ERVA or FISSURES


In Hebrew, the term erva “variously describes the genital organ, nudity, a flow, or a breach. By cross-referencing the different uses of the term, we understand that this root in Hebrew always has something to do with an opening, or a fissure through which a liquid may flow. It refers alternately to a secret place, or to a place that secretes.”
And further: “The best translation of the word erva is therefore, in my view, ‘zone of secretion,’ a place of passage between the inside and the outside of a tissue or a body. What is hidden becomes visible there. The secret is revealed and what is concealed becomes bare.”
Quoted from Delphine Horvilleur, En tenue d’Eve, féminin, pudeur et judaïsme, pp. 105–106


“For several years now, I have been working on fissures.
I could even say, somewhat ironically, that I have become a specialist in fissures.
I tried to understand, in hindsight, what led me to explore this unlikely field.

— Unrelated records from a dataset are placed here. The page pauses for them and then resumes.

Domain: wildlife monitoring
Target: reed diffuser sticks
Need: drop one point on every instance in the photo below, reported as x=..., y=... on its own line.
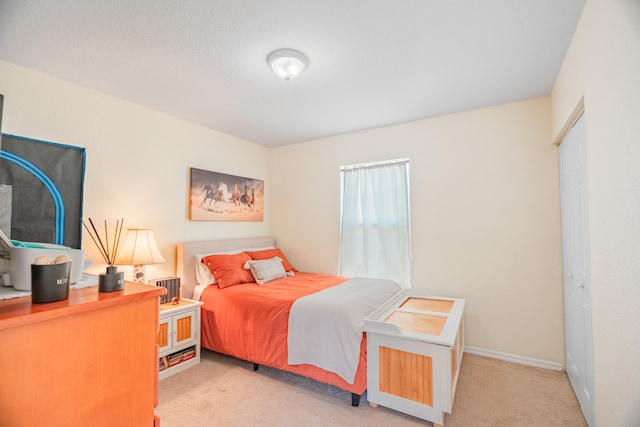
x=107, y=252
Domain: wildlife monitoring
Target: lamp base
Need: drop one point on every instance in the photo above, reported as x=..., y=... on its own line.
x=111, y=281
x=138, y=274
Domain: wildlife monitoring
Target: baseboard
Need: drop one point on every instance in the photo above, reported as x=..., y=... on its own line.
x=538, y=363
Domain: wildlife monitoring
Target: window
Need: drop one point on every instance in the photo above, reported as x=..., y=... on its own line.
x=374, y=221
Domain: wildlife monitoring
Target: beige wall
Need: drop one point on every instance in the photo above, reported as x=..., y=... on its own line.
x=485, y=216
x=606, y=54
x=138, y=160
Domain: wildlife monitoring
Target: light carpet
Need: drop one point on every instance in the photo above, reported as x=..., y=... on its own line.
x=223, y=391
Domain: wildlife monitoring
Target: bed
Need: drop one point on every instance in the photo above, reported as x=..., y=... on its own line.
x=251, y=321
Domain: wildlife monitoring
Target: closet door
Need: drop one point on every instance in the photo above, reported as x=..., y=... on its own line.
x=577, y=276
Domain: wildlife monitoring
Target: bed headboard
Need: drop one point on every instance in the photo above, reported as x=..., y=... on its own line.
x=187, y=251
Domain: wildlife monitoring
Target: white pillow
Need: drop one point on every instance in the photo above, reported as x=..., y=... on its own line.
x=203, y=274
x=266, y=270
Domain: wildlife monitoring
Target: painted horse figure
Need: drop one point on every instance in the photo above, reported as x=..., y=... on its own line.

What must be kept in mind is that I have been practicing Moroccan tadelakt for more than 15 years. Tadelakt, a true ‘massage’ of the plaster-skin—lime in the process of becoming limestone again—requires particular attention to the potential emergence of cracks. One therefore works against future fissures. If one does not carry out this work of tightening the material, of polishing the plaster with a stone all the way through, they will eventually appear afterward. They are thus the artisan’s nightmare, since tadelakt is originally meant to provide waterproofing to a structure.


For years, then, I fought against fissures that wanted to appear, to emerge. Years—that is a long time spent tightening material to prevent their appearance. And when I began my work as an artist, this is what happened first: I released the fissures. I finally allowed myself to play with them. What a delight! It felt like both a liberation and a revelation.


It is a process of revelation in the sense that fissures appear afterward, progressively. I work the base—a support to which I give form, with micro-variations in depth—and then, in a second stage, I apply a slip of almost pure clay. Cracks will emerge from it, but one cannot predict exactly where. At the time, I mainly knew how to make them disappear. Gradually, I came to better understand the parameters underlying their expression—the art of the fissure. The revelation lies in the fact that they appear after the fact. One must wait some time to see them fully emerge. It is like photographic development: the darkroom process in which the image appears afterward (one among infinitely many others, probably), even though it has been carefully composed beforehand.


What do fissures reveal? When I began to explore this question, I realized it referred to many things: a crack, an apparent fragility born of opposing tensions, an opening, a fault line between two continents that causes their drift, but also a kind of metaphorical image of the vulva (cf. Delphine Horvilleur)…


Beyond their aesthetic beauty, these works are the trace of a liberation, the result of a journey in which restraint has given way to play with limits, and where fragility, instead of being seen as a flaw, is instead magnified.”